Après avoir publié son premier roman Tu devrais voir quelqu’un chez Gallimard et plusieurs recueils de nouvelles chez Quadrature, In8 ou encore L’être minuscule, Emmanuelle Urien publie son nouveau recueil C’est plutôt triste, un homme perdu chez Onlit Editions.

Vous avez publié de nombreux recueils de nouvelles et un seul roman. Avez-vous peur du format long ?

Je crois que c’est plutôt mon côté impatient qui m’a tenue longtemps du côté de la nouvelle : l’idée de pouvoir achever rapidement un texte, sans pour autant le bâcler, m’a longtemps séduite. Sans compter qu’au moment où j’ai écrit mes premiers recueils, je disposais de peu de temps libre pour m’adonner à cette activité divinement honteuse qu’est l’écriture (vu que ça ne paye pas, ma bonne dame). Plus tard, quand on m’a demandé de passer au roman, j’ai été tentée de refuser, par crainte de la longueur, peut-être, mais plus sûrement à cause d’un réflexe défensif qui me faisait dire : « Mais qu’est-ce qu’ils ont tous, à vouloir des romans, comme si c’était le seul genre digne d’être écrit en France ? ». Cela dit, j’ai accepté, parce qu’au fond, j’en avais envie. Pour le changement, pour le défi, et pour explorer un genre nouveau pour moi en écriture. Pour être honnête, au début, j’ai un peu souffert du changement en question, et puis j’ai pris autant de plaisir à écrire Tu devrais voir quelqu’un que mes recueils de nouvelles.

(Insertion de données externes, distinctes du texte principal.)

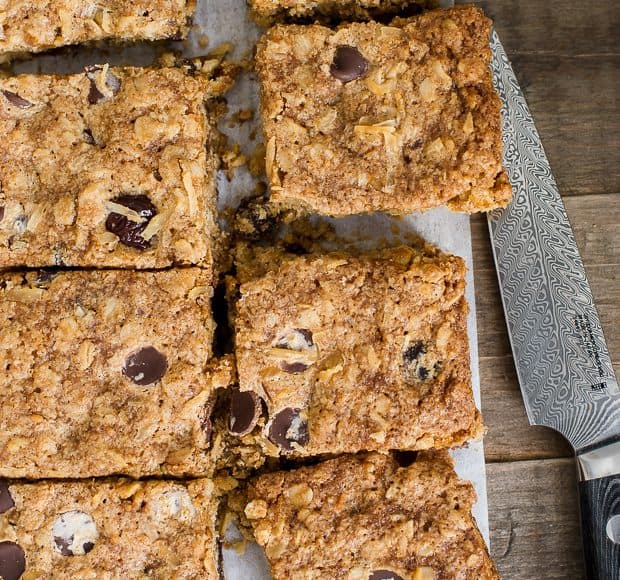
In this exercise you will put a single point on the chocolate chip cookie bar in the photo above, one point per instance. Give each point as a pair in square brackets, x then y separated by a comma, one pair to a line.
[108, 529]
[110, 168]
[107, 372]
[339, 353]
[368, 518]
[369, 117]
[266, 12]
[34, 26]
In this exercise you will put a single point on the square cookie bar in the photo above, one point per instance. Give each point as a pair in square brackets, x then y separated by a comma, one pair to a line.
[266, 12]
[368, 518]
[368, 117]
[37, 25]
[339, 353]
[110, 168]
[108, 529]
[107, 372]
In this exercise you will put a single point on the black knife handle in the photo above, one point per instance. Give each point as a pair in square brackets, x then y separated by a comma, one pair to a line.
[600, 522]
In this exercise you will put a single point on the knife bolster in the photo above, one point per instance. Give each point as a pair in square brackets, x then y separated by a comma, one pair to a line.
[599, 462]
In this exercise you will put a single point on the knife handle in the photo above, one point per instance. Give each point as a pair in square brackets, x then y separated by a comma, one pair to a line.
[600, 516]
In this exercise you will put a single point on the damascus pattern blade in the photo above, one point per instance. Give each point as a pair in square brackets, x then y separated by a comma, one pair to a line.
[562, 361]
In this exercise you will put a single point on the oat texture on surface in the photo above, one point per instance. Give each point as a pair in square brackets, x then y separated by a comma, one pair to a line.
[352, 353]
[113, 167]
[108, 529]
[366, 517]
[107, 372]
[369, 117]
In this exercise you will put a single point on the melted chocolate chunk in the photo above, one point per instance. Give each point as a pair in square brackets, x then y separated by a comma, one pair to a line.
[74, 533]
[349, 64]
[384, 575]
[12, 561]
[6, 501]
[245, 408]
[130, 232]
[145, 366]
[16, 100]
[287, 428]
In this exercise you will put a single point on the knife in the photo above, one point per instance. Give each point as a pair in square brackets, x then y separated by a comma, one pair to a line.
[562, 361]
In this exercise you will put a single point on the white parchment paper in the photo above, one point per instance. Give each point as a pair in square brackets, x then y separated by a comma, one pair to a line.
[226, 21]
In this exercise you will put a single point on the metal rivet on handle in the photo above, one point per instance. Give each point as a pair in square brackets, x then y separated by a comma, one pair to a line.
[613, 529]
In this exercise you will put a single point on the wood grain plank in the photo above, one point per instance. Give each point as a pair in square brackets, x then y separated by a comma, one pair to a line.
[595, 223]
[510, 436]
[574, 102]
[597, 231]
[555, 26]
[534, 519]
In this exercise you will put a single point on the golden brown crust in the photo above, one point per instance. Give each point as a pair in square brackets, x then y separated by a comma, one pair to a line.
[419, 129]
[350, 516]
[74, 144]
[141, 529]
[370, 351]
[69, 406]
[33, 26]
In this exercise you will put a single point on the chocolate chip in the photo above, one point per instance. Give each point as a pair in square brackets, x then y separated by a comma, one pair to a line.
[74, 533]
[405, 458]
[87, 135]
[44, 277]
[255, 219]
[287, 428]
[145, 366]
[6, 501]
[420, 364]
[12, 561]
[384, 575]
[294, 368]
[300, 340]
[128, 231]
[205, 420]
[16, 100]
[97, 95]
[20, 223]
[245, 410]
[349, 64]
[297, 339]
[207, 424]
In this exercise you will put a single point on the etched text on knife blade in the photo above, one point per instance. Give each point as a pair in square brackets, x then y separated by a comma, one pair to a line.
[562, 360]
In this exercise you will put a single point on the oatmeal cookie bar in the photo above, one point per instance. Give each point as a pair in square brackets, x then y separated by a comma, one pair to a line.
[349, 353]
[368, 518]
[110, 168]
[369, 117]
[37, 25]
[108, 529]
[107, 372]
[266, 12]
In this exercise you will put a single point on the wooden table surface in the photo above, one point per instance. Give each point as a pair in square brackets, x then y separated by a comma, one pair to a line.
[566, 57]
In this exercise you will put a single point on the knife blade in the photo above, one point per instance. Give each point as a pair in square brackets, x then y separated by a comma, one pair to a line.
[563, 364]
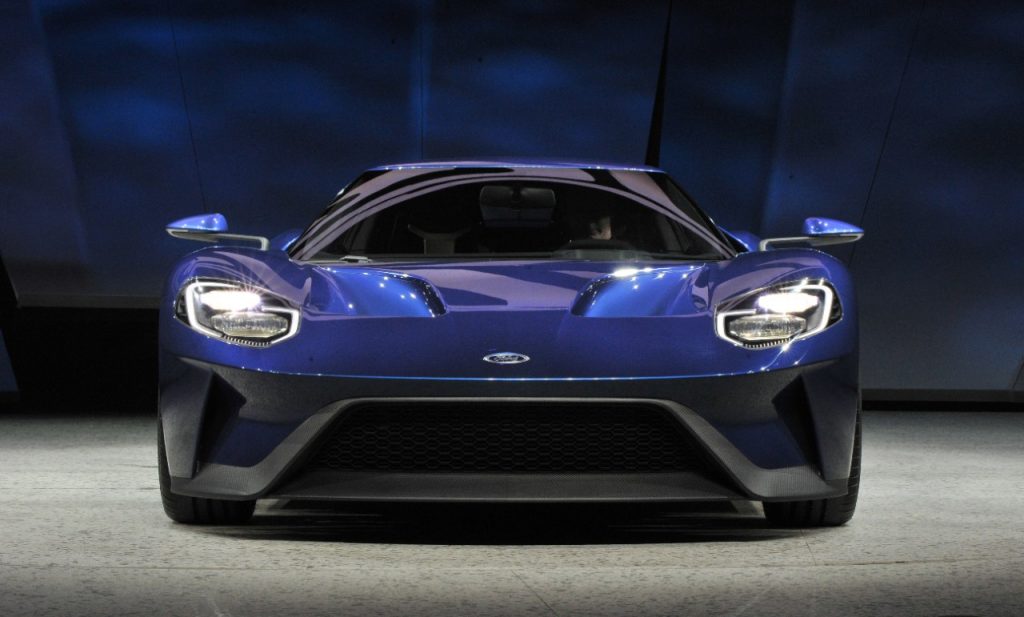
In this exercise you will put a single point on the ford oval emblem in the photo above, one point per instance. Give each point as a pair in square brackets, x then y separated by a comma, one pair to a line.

Depuis, j’ai écrit un autre roman qui paraîtra en 2013 chez Denoël.

Le titre de votre recueil semble trouver un certain écho dans une de vos dernières nouvelles, où vous écrivez c’est beau, un homme qui se débat, comme ça, tout seul au milieu de l’océan. Conférez-vous à la solitude une forme de grandeur ?

En réalité, le titre de ce recueil est directement pioché dans la nouvelle en question, « Bateau sur l’eau ». Mais la phrase que vous citez lui fait effectivement écho, sous un angle un peu plus ironique. Et donc, pour répondre à votre question, je ne trouve pas que la solitude soit grande ou admirable. Dans mon esprit et mes nouvelles, elle est plutôt synonyme de souffrance et d’égarement, c’est une forme de mort prématurée. Et j’avoue ne pas trop croire à la solitude « par choix »…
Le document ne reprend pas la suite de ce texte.